In a statement Wednesday, Markey and Barton said that "if consumers want to be tracked online, they should have to opt-in to be tracked, instead of the other way around. This is why we are disappointed to hear the Digital Advertising Alliance insist that it will not honor Microsoft's 'Do Not Track' default and will not penalize companies that ignore it.

DAA said in announcing its intention not to comply that to do so would actually be consumer-unfriendly. "Machine-driven do not track does not represent user choice; it represents browser-manufacturer choice," it argued in a statement. "Allowing browser manufacturers to determine the kinds of information users receive could negatively impact the vast consumer benefits and Internet experiences delivered by DAA participants and millions of other Web sites that consumers value." 

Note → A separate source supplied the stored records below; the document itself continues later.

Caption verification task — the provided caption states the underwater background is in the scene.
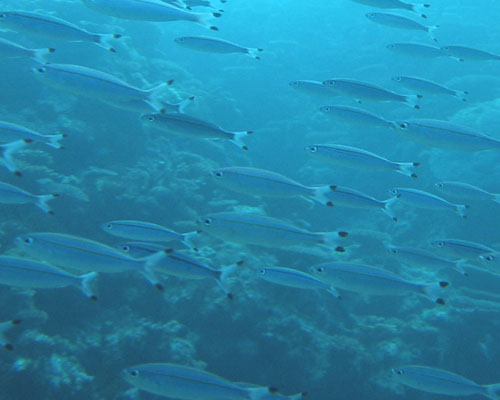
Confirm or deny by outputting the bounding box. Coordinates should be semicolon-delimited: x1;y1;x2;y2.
0;0;500;400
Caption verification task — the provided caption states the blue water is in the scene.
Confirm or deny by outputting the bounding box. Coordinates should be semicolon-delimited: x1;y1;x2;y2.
0;0;500;400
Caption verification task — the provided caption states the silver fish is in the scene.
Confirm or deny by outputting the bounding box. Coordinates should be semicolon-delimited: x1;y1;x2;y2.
258;267;340;299
0;121;67;149
16;233;166;289
82;0;222;31
366;13;439;42
392;75;469;101
389;188;469;218
353;0;430;18
0;182;59;214
431;239;496;261
288;80;339;98
197;212;347;252
320;106;397;128
0;319;22;351
0;11;121;52
325;185;398;221
123;363;286;400
397;119;500;152
101;220;196;248
310;262;449;304
174;36;263;60
0;38;55;64
323;78;422;109
434;181;500;203
441;45;500;61
306;144;420;178
0;256;97;300
388;246;465;274
392;365;500;400
32;64;173;111
386;42;447;58
141;113;253;150
212;167;330;204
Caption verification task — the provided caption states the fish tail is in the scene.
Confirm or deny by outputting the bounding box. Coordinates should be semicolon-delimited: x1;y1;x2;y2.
0;140;31;176
33;47;56;64
230;131;253;150
321;231;349;253
146;79;174;112
94;33;122;53
382;196;398;222
411;4;431;18
182;231;198;251
396;162;420;178
427;25;439;42
456;204;470;219
247;47;264;60
420;281;450;305
36;194;59;214
404;94;422;110
80;272;97;300
483;383;500;400
453;90;469;101
195;12;222;31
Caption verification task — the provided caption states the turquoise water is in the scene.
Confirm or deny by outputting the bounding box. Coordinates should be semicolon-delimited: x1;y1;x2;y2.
0;0;500;400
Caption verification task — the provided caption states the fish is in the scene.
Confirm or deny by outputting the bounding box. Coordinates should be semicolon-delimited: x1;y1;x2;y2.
387;245;466;275
211;167;336;205
306;144;420;178
0;255;97;300
325;185;398;221
396;119;500;152
0;11;122;53
392;75;469;101
309;262;449;305
386;42;448;58
389;188;469;218
101;220;196;249
352;0;431;18
32;64;173;111
366;12;439;42
431;239;496;261
0;319;22;351
0;38;56;64
0;139;32;176
82;0;222;31
434;181;500;203
0;121;68;149
392;365;500;400
141;113;253;150
197;212;348;252
257;267;341;299
323;78;422;109
0;182;59;214
122;363;286;400
441;45;500;61
320;105;397;129
174;36;264;60
15;232;170;290
288;80;339;97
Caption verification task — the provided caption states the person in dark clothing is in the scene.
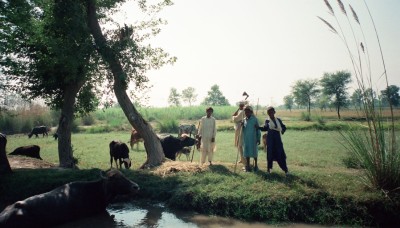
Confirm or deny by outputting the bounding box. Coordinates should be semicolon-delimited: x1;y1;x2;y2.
260;107;289;175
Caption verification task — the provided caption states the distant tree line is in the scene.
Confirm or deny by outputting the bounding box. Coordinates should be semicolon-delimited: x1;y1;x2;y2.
168;85;230;107
283;71;400;119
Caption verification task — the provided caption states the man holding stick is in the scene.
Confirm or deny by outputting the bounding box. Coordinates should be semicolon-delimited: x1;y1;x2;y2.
232;101;246;165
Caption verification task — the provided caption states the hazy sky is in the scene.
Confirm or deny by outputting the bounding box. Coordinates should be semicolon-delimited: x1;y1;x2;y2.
119;0;400;107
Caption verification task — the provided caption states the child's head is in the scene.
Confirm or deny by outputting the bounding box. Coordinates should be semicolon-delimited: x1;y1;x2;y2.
267;106;275;118
206;107;214;117
244;105;253;118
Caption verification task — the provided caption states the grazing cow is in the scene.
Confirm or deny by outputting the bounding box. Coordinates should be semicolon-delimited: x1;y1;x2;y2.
0;169;139;228
28;126;48;138
160;134;197;161
9;145;43;160
129;129;143;150
110;140;132;169
178;124;197;137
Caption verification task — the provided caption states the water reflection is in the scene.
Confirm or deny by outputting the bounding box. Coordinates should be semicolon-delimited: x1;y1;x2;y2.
58;201;321;228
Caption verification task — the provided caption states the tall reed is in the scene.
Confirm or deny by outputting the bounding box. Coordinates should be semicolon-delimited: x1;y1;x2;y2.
318;0;400;191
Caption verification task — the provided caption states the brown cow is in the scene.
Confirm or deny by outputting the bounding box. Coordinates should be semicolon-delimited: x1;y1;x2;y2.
0;169;139;228
129;129;143;151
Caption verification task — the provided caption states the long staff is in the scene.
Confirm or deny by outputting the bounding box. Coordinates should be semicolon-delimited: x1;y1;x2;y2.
234;91;250;173
190;121;201;163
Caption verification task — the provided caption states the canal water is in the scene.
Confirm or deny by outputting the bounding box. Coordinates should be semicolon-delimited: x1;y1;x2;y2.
57;202;321;228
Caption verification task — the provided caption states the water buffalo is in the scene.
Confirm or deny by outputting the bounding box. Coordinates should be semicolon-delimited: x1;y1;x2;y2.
9;145;43;160
110;140;132;169
0;169;139;228
28;126;48;138
178;124;197;137
160;134;196;161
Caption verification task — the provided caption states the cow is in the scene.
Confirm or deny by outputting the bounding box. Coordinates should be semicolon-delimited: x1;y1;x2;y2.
129;129;143;150
110;140;132;169
9;145;43;160
0;169;140;228
178;124;197;137
160;134;197;161
28;126;48;138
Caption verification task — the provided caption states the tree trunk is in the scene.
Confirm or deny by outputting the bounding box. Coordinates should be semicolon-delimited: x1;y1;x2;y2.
88;0;165;168
57;82;84;168
0;133;12;175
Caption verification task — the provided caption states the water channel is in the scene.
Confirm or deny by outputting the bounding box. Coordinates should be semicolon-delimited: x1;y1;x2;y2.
57;201;321;228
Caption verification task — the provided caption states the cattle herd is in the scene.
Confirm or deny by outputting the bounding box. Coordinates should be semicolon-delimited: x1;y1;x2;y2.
0;125;197;227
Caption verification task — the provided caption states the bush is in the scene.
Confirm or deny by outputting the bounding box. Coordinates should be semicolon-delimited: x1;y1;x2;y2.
157;119;179;133
300;112;311;121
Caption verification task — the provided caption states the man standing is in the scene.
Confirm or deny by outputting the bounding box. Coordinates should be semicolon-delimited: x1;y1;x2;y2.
232;101;246;164
198;107;217;165
243;106;261;172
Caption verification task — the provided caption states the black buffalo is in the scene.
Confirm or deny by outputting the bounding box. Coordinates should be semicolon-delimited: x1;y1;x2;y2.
110;140;132;169
160;135;196;161
28;126;48;138
9;145;43;160
0;169;139;228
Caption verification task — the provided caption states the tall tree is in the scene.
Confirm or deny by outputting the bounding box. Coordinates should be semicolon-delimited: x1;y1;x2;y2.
350;89;363;108
168;88;181;107
283;95;294;111
87;0;175;168
320;71;351;119
292;79;320;114
0;0;175;167
0;0;95;168
381;85;400;107
182;87;197;106
202;85;229;106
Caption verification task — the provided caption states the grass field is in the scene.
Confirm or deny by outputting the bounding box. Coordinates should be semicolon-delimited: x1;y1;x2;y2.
0;111;400;226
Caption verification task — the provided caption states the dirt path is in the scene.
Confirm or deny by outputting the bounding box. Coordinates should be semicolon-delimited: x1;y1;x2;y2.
7;155;57;169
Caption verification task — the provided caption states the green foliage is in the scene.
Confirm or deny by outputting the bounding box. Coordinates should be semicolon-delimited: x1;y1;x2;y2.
292;79;320;113
201;85;229;106
168;88;181;107
0;130;400;227
157;119;179;133
381;85;400;107
320;71;351;119
182;87;197;106
320;1;400;191
300;112;311;121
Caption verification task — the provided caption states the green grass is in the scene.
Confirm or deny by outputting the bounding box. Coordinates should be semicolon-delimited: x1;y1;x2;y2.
0;131;400;226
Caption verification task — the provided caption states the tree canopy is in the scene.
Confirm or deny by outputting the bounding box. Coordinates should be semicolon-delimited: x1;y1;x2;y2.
292;79;320;113
202;85;229;106
320;71;351;119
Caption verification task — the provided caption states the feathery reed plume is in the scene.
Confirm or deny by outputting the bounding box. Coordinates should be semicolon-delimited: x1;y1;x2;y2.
349;4;360;24
324;0;335;15
317;16;338;34
338;0;347;16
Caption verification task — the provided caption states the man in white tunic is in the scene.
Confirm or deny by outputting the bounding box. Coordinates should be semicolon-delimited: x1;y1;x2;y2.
232;101;246;164
199;107;217;165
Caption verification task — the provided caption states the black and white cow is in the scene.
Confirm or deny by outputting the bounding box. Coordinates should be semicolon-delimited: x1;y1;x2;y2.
28;126;48;138
110;140;132;169
160;135;196;161
9;145;43;160
178;124;197;137
0;169;139;228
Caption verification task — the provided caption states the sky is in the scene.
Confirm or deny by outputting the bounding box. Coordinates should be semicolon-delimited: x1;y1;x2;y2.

DAA committed to voluntary do not track guidelines, but on an opt-in rather than opt-out basis. Markey and Barton gave them credit for that, but said it was not enough and legislation would be needed. "While we appreciate the efforts industry has taken to develop a ‘Do Not Track' signal, we have long endorsed a standard that allows consumers to affirmatively choose whether to permit collection of their personal information and targeting of advertisements. Until we have stronger privacy laws in place that mandate a company adhere to a consumer's preference, especially for children and teens, consumers and their personal information will remain at risk."

The call for legislation came as no surprise. Markey and Barton are co-sponsors of a kids do not track bill.